Cross-multiplication is a handy technique for solving equations involving fractions. It helps us to eliminate the denominators and work with simpler linear or quadratic equations. Here's how it works: when we have an equation of the form \( \frac{a}{b} = \frac{c}{d} \), we can multiply across the diagonal—hence the term cross-multiplication. This results in the equation \( a \cdot d = b \cdot c \). It is important because it keeps the equation balanced while removing the fractions.
In our problem, we apply this method to \( \frac{x+5}{x+2} = \frac{x-4}{x-10} \). Cross-multiplying gives \((x+5)(x-10) = (x-4)(x+2)\). Now the equation no longer contains fractions, paving the way for further simplification using algebraic rules.

• Ensure equations are set up, so fractions are equal to each other before crossing.
• Do not forget to parenthesize expressions when needed, as in \((x+5)(x-10)\).
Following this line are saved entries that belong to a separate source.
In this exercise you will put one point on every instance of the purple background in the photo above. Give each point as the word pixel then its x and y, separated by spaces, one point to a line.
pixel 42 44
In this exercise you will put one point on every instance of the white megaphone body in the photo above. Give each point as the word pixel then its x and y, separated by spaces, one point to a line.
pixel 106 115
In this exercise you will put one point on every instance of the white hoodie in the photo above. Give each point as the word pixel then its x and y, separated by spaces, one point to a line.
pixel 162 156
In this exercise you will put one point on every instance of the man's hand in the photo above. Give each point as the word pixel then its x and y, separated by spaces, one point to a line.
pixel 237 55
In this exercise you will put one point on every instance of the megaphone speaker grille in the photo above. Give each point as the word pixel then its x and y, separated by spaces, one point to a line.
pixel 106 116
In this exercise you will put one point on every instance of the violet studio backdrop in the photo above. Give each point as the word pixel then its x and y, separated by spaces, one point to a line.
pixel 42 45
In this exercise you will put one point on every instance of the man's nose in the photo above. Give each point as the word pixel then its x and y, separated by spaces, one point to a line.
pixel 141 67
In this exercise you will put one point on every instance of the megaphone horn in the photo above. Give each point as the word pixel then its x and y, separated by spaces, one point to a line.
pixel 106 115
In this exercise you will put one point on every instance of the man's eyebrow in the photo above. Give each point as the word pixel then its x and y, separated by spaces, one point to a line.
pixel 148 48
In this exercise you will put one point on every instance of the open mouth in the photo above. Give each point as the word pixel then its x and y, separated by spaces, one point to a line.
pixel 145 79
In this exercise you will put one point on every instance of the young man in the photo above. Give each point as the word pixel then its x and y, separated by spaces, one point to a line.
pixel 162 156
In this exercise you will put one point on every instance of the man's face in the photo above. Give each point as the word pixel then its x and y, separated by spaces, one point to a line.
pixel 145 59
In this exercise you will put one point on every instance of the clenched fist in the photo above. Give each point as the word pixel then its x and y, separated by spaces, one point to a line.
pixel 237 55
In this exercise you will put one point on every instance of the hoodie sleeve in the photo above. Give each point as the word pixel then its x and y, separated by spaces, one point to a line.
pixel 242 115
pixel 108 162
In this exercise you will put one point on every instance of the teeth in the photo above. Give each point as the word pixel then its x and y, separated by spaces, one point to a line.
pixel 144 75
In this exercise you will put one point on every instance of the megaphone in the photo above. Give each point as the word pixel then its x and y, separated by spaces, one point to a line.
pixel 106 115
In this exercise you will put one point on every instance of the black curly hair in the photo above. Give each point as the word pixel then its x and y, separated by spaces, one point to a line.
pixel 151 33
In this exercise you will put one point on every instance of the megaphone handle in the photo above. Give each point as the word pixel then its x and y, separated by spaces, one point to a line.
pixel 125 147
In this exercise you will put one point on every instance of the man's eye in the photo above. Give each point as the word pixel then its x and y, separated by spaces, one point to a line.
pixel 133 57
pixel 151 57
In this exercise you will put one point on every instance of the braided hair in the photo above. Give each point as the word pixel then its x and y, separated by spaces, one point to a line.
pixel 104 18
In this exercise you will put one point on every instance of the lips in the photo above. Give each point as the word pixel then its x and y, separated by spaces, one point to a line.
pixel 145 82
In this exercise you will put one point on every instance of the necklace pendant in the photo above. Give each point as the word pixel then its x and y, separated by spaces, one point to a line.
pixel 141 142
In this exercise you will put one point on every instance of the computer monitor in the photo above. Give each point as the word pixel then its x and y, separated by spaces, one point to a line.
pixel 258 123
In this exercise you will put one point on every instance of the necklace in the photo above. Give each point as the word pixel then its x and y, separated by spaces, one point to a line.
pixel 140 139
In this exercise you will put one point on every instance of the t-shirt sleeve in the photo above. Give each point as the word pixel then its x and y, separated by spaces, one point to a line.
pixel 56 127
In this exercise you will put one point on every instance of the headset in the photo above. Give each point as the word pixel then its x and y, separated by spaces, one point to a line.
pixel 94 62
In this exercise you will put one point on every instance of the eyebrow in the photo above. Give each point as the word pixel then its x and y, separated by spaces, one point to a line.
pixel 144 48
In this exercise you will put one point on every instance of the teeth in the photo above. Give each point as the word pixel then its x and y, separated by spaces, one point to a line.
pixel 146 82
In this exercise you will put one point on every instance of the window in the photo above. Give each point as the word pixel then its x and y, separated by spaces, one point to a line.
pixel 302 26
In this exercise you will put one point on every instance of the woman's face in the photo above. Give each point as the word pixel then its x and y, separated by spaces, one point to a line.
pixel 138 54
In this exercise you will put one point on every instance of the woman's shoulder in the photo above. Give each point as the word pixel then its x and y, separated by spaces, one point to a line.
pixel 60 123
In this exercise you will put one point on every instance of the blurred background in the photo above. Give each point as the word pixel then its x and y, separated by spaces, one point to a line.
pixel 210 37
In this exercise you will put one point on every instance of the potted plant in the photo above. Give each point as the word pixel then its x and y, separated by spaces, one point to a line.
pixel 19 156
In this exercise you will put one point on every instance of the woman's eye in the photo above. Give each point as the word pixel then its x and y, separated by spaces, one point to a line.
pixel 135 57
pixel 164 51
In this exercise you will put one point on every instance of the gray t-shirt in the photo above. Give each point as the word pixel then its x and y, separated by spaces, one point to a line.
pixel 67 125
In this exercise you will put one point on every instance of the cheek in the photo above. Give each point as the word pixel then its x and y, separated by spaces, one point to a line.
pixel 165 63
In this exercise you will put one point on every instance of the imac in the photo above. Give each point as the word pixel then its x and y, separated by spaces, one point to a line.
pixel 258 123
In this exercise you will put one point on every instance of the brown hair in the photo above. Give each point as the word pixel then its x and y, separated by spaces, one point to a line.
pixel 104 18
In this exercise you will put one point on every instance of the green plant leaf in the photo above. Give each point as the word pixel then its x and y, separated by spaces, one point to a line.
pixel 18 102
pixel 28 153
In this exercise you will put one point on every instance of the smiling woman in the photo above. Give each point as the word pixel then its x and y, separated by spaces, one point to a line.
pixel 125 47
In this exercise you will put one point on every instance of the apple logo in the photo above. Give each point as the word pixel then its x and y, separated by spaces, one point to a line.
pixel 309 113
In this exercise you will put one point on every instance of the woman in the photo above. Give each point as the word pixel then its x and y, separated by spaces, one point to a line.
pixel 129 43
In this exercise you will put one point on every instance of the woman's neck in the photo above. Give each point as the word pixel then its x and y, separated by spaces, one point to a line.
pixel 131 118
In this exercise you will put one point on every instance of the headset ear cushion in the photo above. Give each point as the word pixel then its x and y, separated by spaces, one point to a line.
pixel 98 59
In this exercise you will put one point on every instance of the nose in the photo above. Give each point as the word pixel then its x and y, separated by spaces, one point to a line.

The distributive property is a crucial algebraic rule used to expand expressions, especially when multiplying a binomial by another binomial, as seen in our exercise. This property states that for any three numbers, \( a \), \( b \), and \( c \), \( a(b+c) = ab + ac \). When dealing with our cross-multiplied equation \((x+5)(x-10) = (x-4)(x+2)\), we apply the distributive property to both sides to expand them.
Expanding involves:

• Multiplying each term in the first binomial by each term in the second binomial.
• Carefully keeping track of positive and negative signs.

The result of applying this property allows us to write both sides of the equation without parentheses: \(x^2 - 10x + 5x - 50\) becomes \(x^2 - 5x - 50\), and \(x^2 + 2x - 4x - 8\) simplifies to \(x^2 - 2x - 8\). It is essential to handle these steps cleanly to avoid errors further in the solving process.

Once a solution is found, it is essential to check it within the context of the original equation to ensure validity. This step confirms that no mistakes were made during solving, such as arithmetic errors or violations of the original equation's constraints. You substitute the solution back into the original equation and verify that both sides are equal.
In our exercise, substituting \( x = -14 \) back into the original fractions gives us \( \frac{-14 + 5}{-14 + 2} = \frac{3}{4} \) on the left side and \( \frac{-14 - 4}{-14 - 10} = \frac{3}{4} \) on the right side. Since both sides are indeed equal, \( x = -14 \) is a verified solution.

• Use caution to revert back to the original equation, not any manipulated versions.
• Pay special attention to the denominators to ensure no division by zero.

This practice not only confirms correctness but also builds confidence in the steps you've taken to solve algebraic equations.